After the Sale - Looking Back At the Contract Language When It Really Matters
by Michael Fox
When a company is selling a business, the existence of a union and a collective bargaining agreement complicates things, as the seller found out in Smurfit Newsprint Corp. v. Southeast Paper Manufacturing Co. (7th Cir. 5/21/04) [pdf]. After Smurfit sold one of its plants to Southeast Paper, the purchaser interviewed each current employee for employment, and having hired a majority of employees represented by the union bargained and entered into a contract on very similar terms to the CBA between Smurfit and the union. Including using the same formula for retirement benefits, which was based on most recent hire date. The result was that employees were not given credit for their prior service in determining their pension.

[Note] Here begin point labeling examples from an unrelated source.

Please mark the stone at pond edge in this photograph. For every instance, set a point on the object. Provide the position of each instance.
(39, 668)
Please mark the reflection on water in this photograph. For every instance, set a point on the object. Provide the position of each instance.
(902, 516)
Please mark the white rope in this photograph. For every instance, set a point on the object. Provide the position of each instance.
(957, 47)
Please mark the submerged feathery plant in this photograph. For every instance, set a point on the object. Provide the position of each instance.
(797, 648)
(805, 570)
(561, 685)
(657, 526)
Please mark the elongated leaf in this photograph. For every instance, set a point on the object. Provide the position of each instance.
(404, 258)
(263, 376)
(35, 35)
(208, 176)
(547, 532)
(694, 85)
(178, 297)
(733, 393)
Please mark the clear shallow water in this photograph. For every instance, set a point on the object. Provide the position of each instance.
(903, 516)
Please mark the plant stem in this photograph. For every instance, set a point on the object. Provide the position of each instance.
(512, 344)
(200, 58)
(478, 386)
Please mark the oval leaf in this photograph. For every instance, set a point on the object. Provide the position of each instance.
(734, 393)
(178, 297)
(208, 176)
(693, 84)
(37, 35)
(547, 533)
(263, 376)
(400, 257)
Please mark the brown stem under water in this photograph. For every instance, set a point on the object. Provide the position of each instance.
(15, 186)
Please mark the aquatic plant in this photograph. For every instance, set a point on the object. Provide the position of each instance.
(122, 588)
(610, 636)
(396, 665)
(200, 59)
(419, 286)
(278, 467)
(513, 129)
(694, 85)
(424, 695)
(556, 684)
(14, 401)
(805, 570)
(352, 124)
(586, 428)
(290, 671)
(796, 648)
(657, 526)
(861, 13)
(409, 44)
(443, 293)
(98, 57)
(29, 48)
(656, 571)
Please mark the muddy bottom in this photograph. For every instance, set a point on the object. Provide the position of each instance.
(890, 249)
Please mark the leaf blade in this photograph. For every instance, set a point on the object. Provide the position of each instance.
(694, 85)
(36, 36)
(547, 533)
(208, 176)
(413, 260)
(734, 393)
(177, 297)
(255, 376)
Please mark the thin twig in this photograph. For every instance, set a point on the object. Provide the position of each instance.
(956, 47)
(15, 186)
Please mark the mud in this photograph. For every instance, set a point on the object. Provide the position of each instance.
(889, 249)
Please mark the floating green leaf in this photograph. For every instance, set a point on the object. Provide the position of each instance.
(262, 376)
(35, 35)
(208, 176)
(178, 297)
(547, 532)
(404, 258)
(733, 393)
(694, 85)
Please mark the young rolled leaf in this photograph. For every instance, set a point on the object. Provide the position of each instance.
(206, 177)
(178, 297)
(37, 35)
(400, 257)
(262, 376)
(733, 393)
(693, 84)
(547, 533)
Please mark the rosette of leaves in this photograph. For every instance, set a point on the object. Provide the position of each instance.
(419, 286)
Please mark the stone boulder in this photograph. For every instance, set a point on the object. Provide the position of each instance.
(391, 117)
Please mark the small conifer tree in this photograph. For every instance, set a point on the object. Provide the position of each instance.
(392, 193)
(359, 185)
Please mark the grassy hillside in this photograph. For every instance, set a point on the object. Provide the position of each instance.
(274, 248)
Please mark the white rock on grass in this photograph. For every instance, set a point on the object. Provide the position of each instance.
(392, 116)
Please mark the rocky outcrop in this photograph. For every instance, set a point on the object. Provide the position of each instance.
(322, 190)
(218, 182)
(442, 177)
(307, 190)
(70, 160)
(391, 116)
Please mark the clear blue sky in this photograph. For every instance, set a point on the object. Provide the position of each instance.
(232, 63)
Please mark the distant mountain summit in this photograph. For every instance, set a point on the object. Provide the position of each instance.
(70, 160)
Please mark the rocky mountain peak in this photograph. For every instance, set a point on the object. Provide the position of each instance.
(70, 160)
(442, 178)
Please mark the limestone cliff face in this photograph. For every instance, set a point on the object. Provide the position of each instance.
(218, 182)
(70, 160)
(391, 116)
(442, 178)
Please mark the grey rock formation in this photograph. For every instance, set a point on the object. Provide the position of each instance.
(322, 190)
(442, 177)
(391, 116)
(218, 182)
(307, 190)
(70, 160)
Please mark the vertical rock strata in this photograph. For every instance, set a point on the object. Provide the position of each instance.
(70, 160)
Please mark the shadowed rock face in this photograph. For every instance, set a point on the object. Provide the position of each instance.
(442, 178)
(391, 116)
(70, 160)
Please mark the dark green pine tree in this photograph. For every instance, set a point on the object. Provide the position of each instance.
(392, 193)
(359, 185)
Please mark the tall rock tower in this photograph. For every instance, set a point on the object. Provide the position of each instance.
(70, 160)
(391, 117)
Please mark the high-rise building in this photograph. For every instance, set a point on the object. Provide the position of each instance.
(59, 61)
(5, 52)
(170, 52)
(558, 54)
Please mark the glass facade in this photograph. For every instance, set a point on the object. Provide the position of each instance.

Although not as dire as it sounds, since most now got two pensions, it did economically impact and certainly ired the union and its members who filed a grievance. At arbitration, the arbitrator found that the plant had been "permanently closed" as for as Smurfit was concerned triggering approximately $3.5 million in severance benefits. Something obviously not planned for by Smurfit, since they then initiated an indemnity action to recover the $3.5 million under the sale contract against Southeast Paper. Although they overcame the hurdle of showing they were entitled to bring an indemnity claim, they ultimately failed on the merits.
Under the purchase agreement, Southeast Paper had agreed "to offer employment to substantially all of the employees of the mill who were members of ... Local No. 60 (the “Union”) on terms comparable with those in an existing collective bargaining agreement between Smurfit and the Union." And since the contract it entered into was almost identical to the one that Smurfit had with the union on how pensions would be calculated, Southeast Paper had kept its end of the bargain. Even if it may not have turned out the way Smurfit had envisioned.